Okay, your potential home is Schrodinger’s box and you are Schrodinger’s cat. The mechanism is your house’s quality – good/bad repair, good/bad construction, presence of parasites, mold or other nasties, etc. The good news is that the 50/50 chance is not that you’re going to die. However, you have a good chance of coming out of the box pissed off.
This is because, unlike Schrodinger’s theoretical cat, you have a choice in going into the box in the first place. In fact, you’re spending a huge chunk of your hard-earned money on that box and you’ve probably decorated it and planted some kind of flowers around it. If the mechanism trips, though, all of that work suddenly becomes for naught because you have termites and the house is collapsing around your ears, or the roof is sliding into your pansy patch or black mold is invading the basement and threatening to take over the kitchen and you see your vacations for the next 6 years disappearing under a pile of new drywall.
From the outside, Schrodinger’s box, no doubt, looks fine. Once the cat is committed inside it, though, the true nature of Schrodinger’s box is eventually going to reveal itself. Now, assuming that the cat entered the box of its own free will (don’t laugh; there are cats who have a passion for small, ill-fitting boxes), don’t you think that the cat might have wished that it had someone explain the nature of that mechanism on the side?
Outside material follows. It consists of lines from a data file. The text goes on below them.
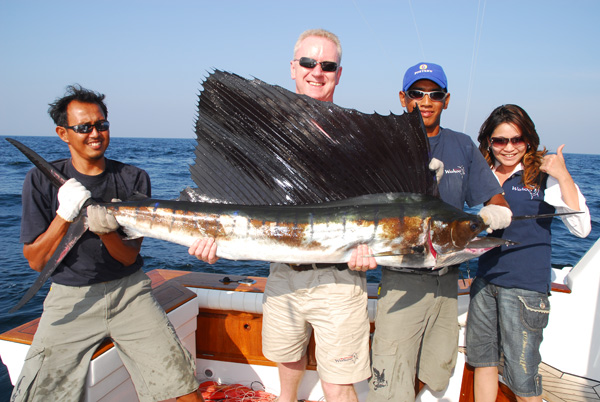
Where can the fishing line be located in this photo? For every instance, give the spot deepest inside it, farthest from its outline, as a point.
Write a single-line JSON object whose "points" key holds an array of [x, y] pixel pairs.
{"points": [[412, 13], [476, 43], [375, 37]]}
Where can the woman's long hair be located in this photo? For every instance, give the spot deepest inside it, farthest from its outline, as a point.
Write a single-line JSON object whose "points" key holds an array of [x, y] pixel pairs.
{"points": [[516, 116]]}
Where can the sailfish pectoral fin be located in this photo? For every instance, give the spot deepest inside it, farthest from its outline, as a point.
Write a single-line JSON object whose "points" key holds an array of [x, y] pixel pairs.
{"points": [[76, 230]]}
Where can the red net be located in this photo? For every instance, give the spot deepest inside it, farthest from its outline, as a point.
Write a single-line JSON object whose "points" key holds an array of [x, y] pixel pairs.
{"points": [[213, 391]]}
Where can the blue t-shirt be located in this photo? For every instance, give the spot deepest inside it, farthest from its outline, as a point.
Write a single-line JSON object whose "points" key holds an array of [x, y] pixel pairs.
{"points": [[88, 262], [527, 264], [467, 176]]}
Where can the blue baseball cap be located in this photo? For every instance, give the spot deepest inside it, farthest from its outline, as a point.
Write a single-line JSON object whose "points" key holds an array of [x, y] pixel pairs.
{"points": [[425, 71]]}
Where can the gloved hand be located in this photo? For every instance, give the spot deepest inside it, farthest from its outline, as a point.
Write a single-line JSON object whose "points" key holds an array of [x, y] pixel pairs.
{"points": [[71, 197], [100, 221], [495, 216], [437, 166]]}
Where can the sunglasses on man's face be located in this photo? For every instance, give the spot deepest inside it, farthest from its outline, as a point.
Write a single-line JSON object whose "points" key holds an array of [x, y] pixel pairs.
{"points": [[437, 96], [307, 62], [500, 142], [87, 128]]}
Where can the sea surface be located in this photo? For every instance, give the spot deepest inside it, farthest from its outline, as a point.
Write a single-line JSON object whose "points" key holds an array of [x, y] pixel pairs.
{"points": [[167, 161]]}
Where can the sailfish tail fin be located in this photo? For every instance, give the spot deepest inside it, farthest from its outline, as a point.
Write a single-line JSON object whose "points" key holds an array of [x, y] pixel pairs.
{"points": [[76, 229], [56, 177]]}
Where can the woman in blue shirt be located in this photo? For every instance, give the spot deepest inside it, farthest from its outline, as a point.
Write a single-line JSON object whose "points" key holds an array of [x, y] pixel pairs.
{"points": [[509, 298]]}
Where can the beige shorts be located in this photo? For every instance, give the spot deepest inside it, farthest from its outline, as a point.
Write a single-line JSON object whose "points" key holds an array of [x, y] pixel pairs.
{"points": [[77, 319], [334, 304]]}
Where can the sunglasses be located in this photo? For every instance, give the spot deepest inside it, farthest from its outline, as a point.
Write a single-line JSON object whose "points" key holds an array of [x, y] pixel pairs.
{"points": [[437, 96], [87, 128], [307, 62], [500, 142]]}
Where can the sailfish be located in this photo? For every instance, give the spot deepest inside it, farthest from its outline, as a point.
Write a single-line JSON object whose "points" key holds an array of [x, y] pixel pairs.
{"points": [[282, 177]]}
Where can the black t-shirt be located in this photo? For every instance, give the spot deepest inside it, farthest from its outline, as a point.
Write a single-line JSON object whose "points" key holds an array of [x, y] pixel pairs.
{"points": [[88, 261]]}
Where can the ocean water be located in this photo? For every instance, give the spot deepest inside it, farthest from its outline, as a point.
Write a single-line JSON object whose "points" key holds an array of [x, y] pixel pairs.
{"points": [[167, 161]]}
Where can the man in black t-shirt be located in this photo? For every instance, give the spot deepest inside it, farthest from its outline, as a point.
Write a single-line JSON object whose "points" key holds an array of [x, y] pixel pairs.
{"points": [[99, 290]]}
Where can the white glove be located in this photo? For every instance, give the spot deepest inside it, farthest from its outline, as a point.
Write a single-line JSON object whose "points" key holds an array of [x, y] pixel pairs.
{"points": [[71, 197], [100, 221], [495, 217], [437, 166]]}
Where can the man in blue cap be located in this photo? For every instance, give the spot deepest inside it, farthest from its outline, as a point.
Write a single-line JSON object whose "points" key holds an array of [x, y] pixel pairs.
{"points": [[416, 328]]}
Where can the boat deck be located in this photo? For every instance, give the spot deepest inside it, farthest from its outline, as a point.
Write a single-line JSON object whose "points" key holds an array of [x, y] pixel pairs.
{"points": [[563, 387]]}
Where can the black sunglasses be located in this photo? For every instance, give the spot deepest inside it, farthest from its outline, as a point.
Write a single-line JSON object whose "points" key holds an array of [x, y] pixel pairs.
{"points": [[87, 128], [437, 96], [502, 142], [307, 62]]}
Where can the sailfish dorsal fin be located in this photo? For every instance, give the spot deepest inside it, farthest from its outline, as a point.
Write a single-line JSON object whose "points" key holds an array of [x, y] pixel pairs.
{"points": [[262, 144]]}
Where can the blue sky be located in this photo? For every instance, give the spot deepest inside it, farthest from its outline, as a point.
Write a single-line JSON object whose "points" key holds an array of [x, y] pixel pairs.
{"points": [[150, 58]]}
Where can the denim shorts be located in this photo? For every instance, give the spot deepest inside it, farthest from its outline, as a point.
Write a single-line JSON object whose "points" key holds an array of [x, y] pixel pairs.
{"points": [[508, 322]]}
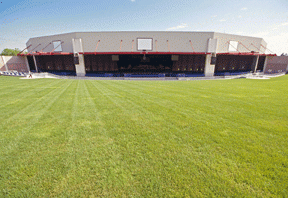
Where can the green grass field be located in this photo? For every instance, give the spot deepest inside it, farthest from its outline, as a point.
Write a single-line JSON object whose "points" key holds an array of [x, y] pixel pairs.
{"points": [[81, 138]]}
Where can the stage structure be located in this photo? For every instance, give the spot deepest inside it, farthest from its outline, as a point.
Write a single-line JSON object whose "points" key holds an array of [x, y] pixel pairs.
{"points": [[147, 54]]}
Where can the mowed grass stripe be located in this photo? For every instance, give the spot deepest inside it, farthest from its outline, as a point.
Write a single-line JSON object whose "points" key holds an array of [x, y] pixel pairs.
{"points": [[237, 131], [230, 123], [26, 119], [14, 102], [23, 84], [151, 139]]}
Maybe it might wish that it could have gotten some advice on whether to get into the box in the first place. (Now, we’re definitely in Theory Land, because no self-respecting cat has ever asked for advice in my awareness, but you can appreciate the point I’m trying to make)
Without a proper home inspection done, you will never know if there are hidden evils in your house until they reveal themselves – usually at the most inopportune times. Your house inspection is aimed at informing you about things that can make your house into a money trap or a danger to live in. It is not going to guarantee that nothing is wrong or ever will go wrong, but it can tell you about aspects of your potential home that may end up being serious concerns. The home inspector may also recommend additional inspections of the roof and for pests. This money, while a respectable sum, is not just something that real estate professionals recommend to you in order to point and laugh and say, “Look! I got them to spend more money!”; it is a necessary step to avoiding unpleasant and very costly surprises.
Observers of the Schodinger cat experiment obviously won’t be looking at it from the cat’s point of view, just as people who see you go through the house buying process won’t be looking at it from your point of view. If your house succumbs to one of the many ailments that can affect homes, they will view it as an interesting thought experiment in buying real estate and each will take away their own impressions. You, however will be the one to really feel the effects of the experience of investing in a house that is now giving you no end of grief. It’s a lot more personal when you’re the cat.
Schrodinger did not include the cat’s perspective in his original experiment, so we have no way of knowing whether the cat was inclined to buy real estate. However, since you are, avoid becoming Schrodinger’s cat. Get the home inspection done.